YOU READ WHAT? Book Reviews: 50 Shades of Grey Trilogy

Cuffs, Whips, Chains…Oh My!


You’re reading the first post of YOU READ WHAT? Book Reviews (No, that doesn’t mean you get a prize).

As you can tell by my interesting title, I’ll be critiquing an equally interesting book that has garnered not only popularity and criticism but controversy as well. Fifty Shades of Grey is a book that has everyone talking and in this review I’ll also be discussing the other two books in the trilogy as well: Fifty Shades Darker and Fifty Shades Freed. Written by E.L. James, it is the author’s first ever book series and in the near future we’ll expect to see it on the big screen. Um…Yay?


So here’s a quick synopsis:

The story follows the relationship between a recent college graduate, Anastasia Steele, and a billionaire, Christian Grey. Ana soon discovers (after signing a confidentiality agreement, I might add) that this sexy man has sexual tastes that involve bondage, dominance and sadism (BDSM) stemming from a childhood abuse that left him a severely damaged individual. She’s required to sign a contract that will allow Grey to have complete control over her life as his submissive. Ana agrees to the experiment but has difficulty reconciling who she is (a virgin with no real prior, and normal, relationship to use in comparison) with the person Christian wants her to be: a submissive.

Quite the read, right? Now we’re at the part of the review where I say to all of you who don’t want spoilers to not continue on.

Yay! You stuck around which means you’ve either read the book(s) or could care less about the spoilers. Both are fine with me. Now let’s get to the review and my opinions.

I really didn’t like this book. First off, the writing was terrible in every sense of the word. It felt amateurish and there was too much telling and not enough showing. What does that mean? An example of this would be:

Character 1: I’m so broken. I’m emotionally scarred due to the childhood trauma I faced so long ago.


Character 2: I trace the scar on my hand and shut my eyes as unwanted flashes of before come streaming in.

The first example is TELLING and the second is SHOWING. These aren’t perfect examples but they do show the differences between the two approaches. As writers, we’re told that our readers aren’t stupid. Of course, there are times where important information needs to be outright given for the story to make sense but most of the time (or half the time. It’s not an exact science after all) readers can infer to what’s going on in the story through the actions of the characters. The book is told in Ana’s perspective which means we have access to her thoughts but a lot of her thoughts are far too repetitive for my liking (including particular words like MERCURIAL which appears in the book over a dozen times to point of being noticeable) and ends up becoming annoying. It’s like having Kim Kardashian’s voice in your head constantly and never shutting up.

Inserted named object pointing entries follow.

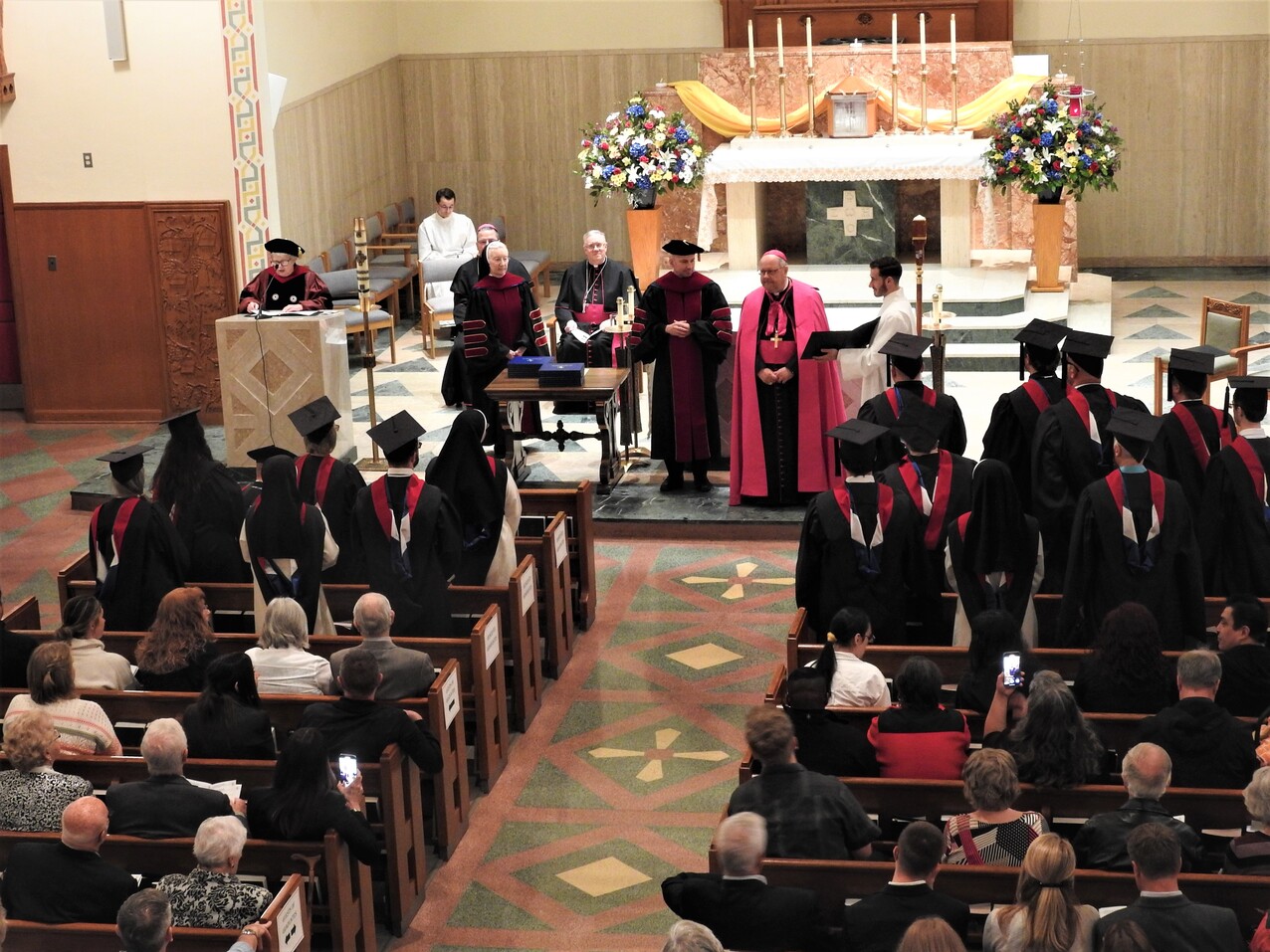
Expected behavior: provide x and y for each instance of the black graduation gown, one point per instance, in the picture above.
(336, 504)
(878, 409)
(1063, 463)
(828, 575)
(1233, 534)
(154, 562)
(1100, 575)
(1012, 427)
(419, 599)
(685, 408)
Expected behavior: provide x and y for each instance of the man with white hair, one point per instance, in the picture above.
(212, 896)
(1100, 843)
(165, 805)
(406, 672)
(740, 906)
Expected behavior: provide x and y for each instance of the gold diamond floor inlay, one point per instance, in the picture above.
(603, 876)
(703, 657)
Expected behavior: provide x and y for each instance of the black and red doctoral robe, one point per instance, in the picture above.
(1151, 557)
(1190, 436)
(1012, 427)
(137, 559)
(886, 408)
(1066, 459)
(1234, 532)
(685, 409)
(302, 287)
(408, 542)
(331, 485)
(860, 548)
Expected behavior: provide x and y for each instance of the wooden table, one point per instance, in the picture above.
(599, 387)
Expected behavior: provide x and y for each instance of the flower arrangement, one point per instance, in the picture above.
(636, 148)
(1045, 148)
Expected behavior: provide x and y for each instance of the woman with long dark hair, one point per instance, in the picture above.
(994, 556)
(289, 543)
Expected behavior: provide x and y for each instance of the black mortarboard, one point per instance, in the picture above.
(316, 419)
(284, 247)
(124, 464)
(679, 247)
(396, 432)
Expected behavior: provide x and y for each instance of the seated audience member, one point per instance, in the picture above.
(175, 652)
(226, 721)
(1241, 638)
(66, 881)
(824, 744)
(1045, 913)
(305, 800)
(358, 723)
(165, 804)
(1248, 855)
(852, 680)
(96, 667)
(1053, 745)
(920, 739)
(1100, 843)
(212, 896)
(738, 906)
(281, 658)
(877, 923)
(992, 634)
(32, 794)
(83, 726)
(1209, 748)
(1171, 920)
(809, 815)
(1127, 671)
(406, 671)
(993, 833)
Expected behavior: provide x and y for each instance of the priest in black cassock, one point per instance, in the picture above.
(685, 326)
(1192, 432)
(285, 286)
(860, 546)
(1071, 450)
(1133, 541)
(905, 367)
(327, 482)
(406, 538)
(1234, 532)
(1013, 420)
(136, 553)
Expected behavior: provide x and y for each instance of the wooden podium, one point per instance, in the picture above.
(273, 366)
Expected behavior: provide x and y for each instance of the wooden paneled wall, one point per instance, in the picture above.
(340, 154)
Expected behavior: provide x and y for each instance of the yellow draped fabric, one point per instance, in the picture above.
(727, 119)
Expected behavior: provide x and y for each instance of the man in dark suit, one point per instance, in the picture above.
(68, 881)
(740, 907)
(1171, 920)
(165, 804)
(877, 923)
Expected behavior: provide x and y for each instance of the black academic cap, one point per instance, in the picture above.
(316, 419)
(857, 432)
(679, 247)
(396, 432)
(124, 464)
(284, 247)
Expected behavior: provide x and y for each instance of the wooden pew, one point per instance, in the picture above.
(346, 882)
(289, 910)
(578, 504)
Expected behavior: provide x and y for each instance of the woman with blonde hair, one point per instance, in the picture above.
(1045, 916)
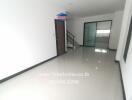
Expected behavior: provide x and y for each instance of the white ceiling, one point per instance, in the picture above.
(82, 8)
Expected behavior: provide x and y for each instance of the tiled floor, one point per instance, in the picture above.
(82, 74)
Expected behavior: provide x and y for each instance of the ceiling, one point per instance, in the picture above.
(83, 8)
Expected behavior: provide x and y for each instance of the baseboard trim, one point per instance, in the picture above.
(25, 70)
(122, 83)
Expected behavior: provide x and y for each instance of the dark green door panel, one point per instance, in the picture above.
(89, 34)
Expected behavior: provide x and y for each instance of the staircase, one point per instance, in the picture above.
(71, 42)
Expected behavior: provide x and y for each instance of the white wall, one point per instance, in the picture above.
(76, 26)
(126, 67)
(27, 34)
(116, 29)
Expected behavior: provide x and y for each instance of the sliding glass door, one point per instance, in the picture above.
(89, 34)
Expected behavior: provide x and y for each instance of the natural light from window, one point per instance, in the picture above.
(103, 31)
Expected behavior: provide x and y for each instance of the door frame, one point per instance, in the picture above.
(96, 29)
(56, 35)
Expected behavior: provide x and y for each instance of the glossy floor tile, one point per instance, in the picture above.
(83, 74)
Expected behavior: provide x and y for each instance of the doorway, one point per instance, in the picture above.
(60, 36)
(97, 34)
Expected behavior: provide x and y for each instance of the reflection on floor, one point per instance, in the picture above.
(83, 74)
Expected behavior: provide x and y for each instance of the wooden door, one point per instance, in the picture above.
(60, 36)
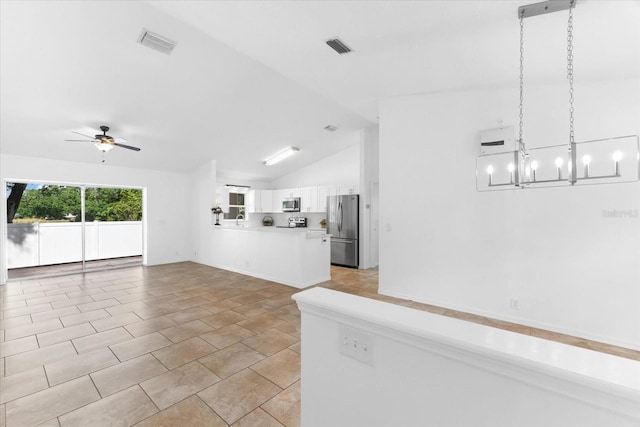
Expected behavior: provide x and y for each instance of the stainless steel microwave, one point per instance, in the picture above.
(291, 204)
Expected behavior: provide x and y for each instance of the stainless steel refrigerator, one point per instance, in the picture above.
(342, 224)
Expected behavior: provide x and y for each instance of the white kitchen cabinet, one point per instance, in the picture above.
(266, 201)
(309, 199)
(252, 201)
(259, 201)
(323, 193)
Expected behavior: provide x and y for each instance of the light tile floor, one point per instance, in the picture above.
(171, 345)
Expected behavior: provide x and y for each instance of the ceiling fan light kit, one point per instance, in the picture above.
(278, 157)
(104, 142)
(611, 160)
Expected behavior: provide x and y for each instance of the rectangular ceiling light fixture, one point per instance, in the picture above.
(156, 42)
(339, 46)
(281, 156)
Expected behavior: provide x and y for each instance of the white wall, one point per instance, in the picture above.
(167, 200)
(431, 370)
(369, 206)
(340, 168)
(573, 269)
(202, 184)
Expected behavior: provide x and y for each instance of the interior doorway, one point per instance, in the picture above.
(55, 229)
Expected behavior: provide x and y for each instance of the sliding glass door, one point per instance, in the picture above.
(61, 229)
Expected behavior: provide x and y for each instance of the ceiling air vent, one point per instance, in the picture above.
(156, 42)
(339, 46)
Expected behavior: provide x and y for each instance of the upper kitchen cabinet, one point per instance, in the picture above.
(309, 200)
(347, 190)
(260, 201)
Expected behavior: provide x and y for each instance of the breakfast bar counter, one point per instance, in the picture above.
(297, 257)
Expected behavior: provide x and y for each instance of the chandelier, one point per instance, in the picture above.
(513, 166)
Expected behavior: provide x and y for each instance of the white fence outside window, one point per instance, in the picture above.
(30, 245)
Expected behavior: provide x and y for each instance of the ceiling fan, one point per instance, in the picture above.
(104, 142)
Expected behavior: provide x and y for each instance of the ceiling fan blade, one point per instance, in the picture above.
(126, 146)
(88, 136)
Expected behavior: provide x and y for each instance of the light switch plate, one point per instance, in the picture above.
(355, 343)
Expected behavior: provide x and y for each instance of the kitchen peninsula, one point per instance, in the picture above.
(297, 257)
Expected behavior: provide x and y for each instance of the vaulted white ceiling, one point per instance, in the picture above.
(248, 78)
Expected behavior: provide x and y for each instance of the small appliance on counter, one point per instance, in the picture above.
(291, 204)
(295, 222)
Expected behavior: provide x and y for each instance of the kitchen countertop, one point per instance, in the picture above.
(311, 232)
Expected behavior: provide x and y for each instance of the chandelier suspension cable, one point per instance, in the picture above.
(520, 140)
(573, 172)
(547, 166)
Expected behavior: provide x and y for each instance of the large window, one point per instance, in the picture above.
(60, 229)
(236, 206)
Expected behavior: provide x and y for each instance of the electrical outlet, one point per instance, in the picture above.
(356, 344)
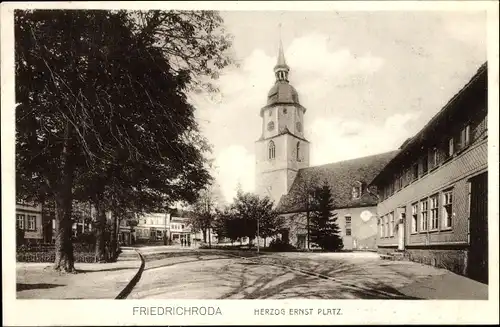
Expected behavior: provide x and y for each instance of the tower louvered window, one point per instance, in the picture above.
(271, 150)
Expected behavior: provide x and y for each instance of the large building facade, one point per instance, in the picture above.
(433, 194)
(355, 206)
(283, 172)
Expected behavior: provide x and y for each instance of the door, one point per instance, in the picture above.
(401, 228)
(301, 241)
(478, 251)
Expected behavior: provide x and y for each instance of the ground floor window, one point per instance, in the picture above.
(20, 221)
(391, 224)
(447, 209)
(31, 222)
(414, 218)
(424, 215)
(434, 212)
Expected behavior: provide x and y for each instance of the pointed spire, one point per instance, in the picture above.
(281, 56)
(281, 69)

Another reason why I disliked this book was the subject matter. I don’t care what two people do in the bedroom as long as they’re both consenting adults. With that being said, the relationship between Ana and Christian is unhealthy. He’s controlling and Ana does stand up to him a few times but mostly, when she does, she ends up backing off because “he loves her” and he’s so damaged that all he needs is time to figure his shit out. They have this almost I-Can’t-Live-Without-You vibe going on with each that reminds me of the relationship between Bella and Edward from Twilight which, again, isn’t healthy. Throw in his S&M fascination and you have a seriously messed up couple.


Overall, I couldn’t connect with any of the characters and couldn’t understand why anyone (like Ana’s parents for one) weren’t wary of the relationship more or spoken out on how Christian treated Ana sometimes. I was irritated by her constant plea of, “Don’t be mad, Christian” that had me wanting to bash her with some common sense. I found the sex scenes annoying after a while since they happened so frequently and for no real reason other than to fit some sort of unspoken sex quota. I was more intrigued by the mystery surrounding one of Christian’s ex-submissive, Leila, and Jack Hyde’s vendetta against him rather than Ana and Christian’s relationship. Lastly, Ana and Christian’s entire courtship (or dating or whatever you call it) lasted as long as Kim Kardashian and Kris Humphries marriage which makes no sense to me especially when you’re dating someone as messed up as Christian Grey.

I’m not sure why I’ve injected two Kim Kardashian references but hopefully you’ve gotten my point. I do have to give James some credit though. She had a unique idea that stood out amongst the throes of books currently out there. She published a book which, in of itself, is a feat worth praising because any writer can tell you the amount of dedication needed to write one.

I give this book 1 1/2 stars out of 5.

Thanks for the read and I hope you’ll catch my next review.


Keep on reading,

A. A. Omer

The opinions expressed here are mine and readers are welcome to disagree. In fact, I encourage it! I never believed in putting particular books or authors on some sort of universal pedestal but you’re free to put it on your individualized pedestal because I most certainly will.